JuliaStats / Clustering.jl

A Julia package for data clustering
Other
353 stars 117 forks source link

sparse matrices fail #17

Open swadey opened 10 years ago

swadey commented 10 years ago

I get this error when calling kmeans on a sparse matrix:

julia> kmeans(x', 50)                                                                                                                                                         
ERROR: no method kmeans(SparseMatrixCSC{Float32,Int32}, Int64) 

Could this be due to the StoredArray change in julia?

swadey commented 10 years ago

BTW, I'm on julia HEAD: JuliaLang/julia@244cffc7d99b74fa2b7aab9efed812aeba7e4b38

lindahua commented 10 years ago

The algorithm itself is only for dense matrices.

We may add a k-means algorithms for sparse matrices something in future. However, this is not very high in our priority list. A pull request may make this happen faster.

swadey commented 10 years ago

@lindahua is there an actual dependency on dense vectors or just that it produces dense centroids? I don't know what the implementation is doing, but if it's doing some kind of kd-tree/ball-tree for a nearest neighbor approximation, that would make sense.

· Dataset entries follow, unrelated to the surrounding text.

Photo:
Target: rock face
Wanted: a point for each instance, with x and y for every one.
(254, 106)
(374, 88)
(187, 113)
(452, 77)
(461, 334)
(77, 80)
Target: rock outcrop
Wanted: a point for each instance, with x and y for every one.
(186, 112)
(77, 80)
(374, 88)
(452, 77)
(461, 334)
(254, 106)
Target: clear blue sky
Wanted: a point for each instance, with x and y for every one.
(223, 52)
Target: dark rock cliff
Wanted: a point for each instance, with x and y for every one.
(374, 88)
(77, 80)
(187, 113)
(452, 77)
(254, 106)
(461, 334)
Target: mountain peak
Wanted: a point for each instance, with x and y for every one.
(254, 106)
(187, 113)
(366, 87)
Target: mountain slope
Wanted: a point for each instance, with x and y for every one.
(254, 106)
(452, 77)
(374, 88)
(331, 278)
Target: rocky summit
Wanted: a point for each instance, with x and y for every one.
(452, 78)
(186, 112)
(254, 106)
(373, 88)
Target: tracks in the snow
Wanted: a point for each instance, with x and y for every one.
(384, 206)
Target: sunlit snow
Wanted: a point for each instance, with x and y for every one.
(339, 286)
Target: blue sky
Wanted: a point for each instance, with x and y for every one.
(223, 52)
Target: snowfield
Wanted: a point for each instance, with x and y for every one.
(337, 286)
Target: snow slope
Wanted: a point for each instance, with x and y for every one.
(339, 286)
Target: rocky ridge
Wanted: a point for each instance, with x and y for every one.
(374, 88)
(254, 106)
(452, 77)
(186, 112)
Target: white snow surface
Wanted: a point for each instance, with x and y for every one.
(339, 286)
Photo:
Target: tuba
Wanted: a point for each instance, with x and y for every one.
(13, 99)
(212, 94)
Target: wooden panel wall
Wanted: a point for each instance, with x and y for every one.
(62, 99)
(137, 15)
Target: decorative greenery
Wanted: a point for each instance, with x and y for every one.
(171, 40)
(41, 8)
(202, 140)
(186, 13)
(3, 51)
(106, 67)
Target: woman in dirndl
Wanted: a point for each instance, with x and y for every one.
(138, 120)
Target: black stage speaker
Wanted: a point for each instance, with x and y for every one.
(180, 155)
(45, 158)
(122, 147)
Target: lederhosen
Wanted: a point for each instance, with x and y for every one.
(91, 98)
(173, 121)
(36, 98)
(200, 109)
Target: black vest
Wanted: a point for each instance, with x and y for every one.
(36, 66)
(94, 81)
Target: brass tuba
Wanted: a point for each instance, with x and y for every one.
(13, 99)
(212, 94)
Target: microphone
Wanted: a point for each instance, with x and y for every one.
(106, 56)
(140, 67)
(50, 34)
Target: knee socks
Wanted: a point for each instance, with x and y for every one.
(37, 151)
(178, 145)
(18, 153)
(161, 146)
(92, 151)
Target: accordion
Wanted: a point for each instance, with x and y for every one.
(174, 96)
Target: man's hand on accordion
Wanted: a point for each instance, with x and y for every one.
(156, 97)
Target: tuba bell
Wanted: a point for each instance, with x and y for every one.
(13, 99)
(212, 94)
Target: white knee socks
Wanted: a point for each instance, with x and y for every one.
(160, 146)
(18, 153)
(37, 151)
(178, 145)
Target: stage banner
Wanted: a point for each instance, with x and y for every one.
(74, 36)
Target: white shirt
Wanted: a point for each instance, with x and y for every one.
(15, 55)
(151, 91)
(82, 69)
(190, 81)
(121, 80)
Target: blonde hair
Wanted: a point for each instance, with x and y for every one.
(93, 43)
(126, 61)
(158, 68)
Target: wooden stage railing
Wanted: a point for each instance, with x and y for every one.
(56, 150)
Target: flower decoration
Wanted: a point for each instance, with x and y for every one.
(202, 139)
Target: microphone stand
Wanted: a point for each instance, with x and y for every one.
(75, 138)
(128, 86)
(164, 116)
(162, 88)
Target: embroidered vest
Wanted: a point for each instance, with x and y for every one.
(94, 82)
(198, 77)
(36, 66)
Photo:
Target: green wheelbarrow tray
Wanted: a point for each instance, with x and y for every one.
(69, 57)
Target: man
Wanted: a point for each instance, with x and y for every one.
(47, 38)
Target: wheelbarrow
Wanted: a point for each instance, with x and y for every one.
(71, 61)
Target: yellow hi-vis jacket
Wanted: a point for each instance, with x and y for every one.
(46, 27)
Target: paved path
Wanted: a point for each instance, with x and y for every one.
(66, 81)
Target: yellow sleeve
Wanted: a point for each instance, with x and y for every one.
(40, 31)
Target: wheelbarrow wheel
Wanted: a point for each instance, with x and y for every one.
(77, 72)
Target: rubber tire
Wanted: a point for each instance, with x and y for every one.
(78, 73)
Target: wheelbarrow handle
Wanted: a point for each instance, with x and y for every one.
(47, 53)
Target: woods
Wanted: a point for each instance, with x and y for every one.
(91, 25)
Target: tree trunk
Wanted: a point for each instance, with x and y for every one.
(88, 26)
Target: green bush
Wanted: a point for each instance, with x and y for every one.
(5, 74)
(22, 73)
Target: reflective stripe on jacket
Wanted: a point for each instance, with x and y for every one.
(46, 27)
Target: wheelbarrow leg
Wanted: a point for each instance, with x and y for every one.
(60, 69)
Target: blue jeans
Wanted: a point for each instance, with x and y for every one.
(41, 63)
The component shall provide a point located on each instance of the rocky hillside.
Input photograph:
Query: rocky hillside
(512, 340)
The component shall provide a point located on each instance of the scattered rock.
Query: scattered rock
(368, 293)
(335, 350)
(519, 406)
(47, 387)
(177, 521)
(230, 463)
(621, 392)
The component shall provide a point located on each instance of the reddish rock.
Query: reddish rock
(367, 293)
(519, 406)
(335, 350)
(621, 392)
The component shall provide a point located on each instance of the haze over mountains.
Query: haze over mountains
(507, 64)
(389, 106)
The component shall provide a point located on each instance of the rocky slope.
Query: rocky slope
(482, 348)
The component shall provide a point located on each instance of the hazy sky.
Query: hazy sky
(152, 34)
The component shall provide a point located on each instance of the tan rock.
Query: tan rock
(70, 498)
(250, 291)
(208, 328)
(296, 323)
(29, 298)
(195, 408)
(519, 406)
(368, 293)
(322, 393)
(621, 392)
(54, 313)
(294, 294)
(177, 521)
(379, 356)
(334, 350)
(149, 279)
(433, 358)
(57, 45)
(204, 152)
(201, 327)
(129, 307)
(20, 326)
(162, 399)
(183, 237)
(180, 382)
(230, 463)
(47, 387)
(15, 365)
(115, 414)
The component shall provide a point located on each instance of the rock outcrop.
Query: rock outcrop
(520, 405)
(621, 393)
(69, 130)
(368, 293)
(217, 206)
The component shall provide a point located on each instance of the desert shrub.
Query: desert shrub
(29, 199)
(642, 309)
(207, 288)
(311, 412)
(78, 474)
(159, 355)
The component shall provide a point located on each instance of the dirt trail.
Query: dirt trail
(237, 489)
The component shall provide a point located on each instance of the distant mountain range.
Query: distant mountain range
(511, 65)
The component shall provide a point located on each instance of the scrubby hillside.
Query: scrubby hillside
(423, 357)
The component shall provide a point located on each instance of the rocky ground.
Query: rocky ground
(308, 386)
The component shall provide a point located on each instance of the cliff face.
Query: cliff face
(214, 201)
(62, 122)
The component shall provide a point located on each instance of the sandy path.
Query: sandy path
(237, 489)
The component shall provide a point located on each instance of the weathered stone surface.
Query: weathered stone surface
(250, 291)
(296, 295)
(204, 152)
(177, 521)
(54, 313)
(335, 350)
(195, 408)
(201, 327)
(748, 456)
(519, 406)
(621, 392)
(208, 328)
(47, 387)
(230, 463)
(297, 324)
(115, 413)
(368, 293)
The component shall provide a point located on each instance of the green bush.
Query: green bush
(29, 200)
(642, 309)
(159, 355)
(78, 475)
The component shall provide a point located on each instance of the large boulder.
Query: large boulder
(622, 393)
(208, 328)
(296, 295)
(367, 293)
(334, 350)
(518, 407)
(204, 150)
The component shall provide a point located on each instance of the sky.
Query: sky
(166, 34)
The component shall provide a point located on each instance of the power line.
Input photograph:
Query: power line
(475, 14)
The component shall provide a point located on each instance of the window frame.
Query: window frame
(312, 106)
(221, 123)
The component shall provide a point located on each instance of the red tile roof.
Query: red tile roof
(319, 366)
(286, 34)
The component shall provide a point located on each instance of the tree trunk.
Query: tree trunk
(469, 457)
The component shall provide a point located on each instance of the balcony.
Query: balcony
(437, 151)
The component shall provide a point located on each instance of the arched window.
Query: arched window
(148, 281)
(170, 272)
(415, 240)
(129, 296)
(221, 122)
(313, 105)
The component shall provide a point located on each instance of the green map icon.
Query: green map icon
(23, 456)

lindahua commented 10 years ago

The algorithm scans each element in a dense pattern when computing the mean & computing distances. The pairwise distance computing function only accepts dense matrices, as it relies on BLAS's gemm to compute distances in a very fast way.

lindahua commented 10 years ago

It does not use kd-tree in any way, it just relies on BLAS to compute pairwise Euclidean distances.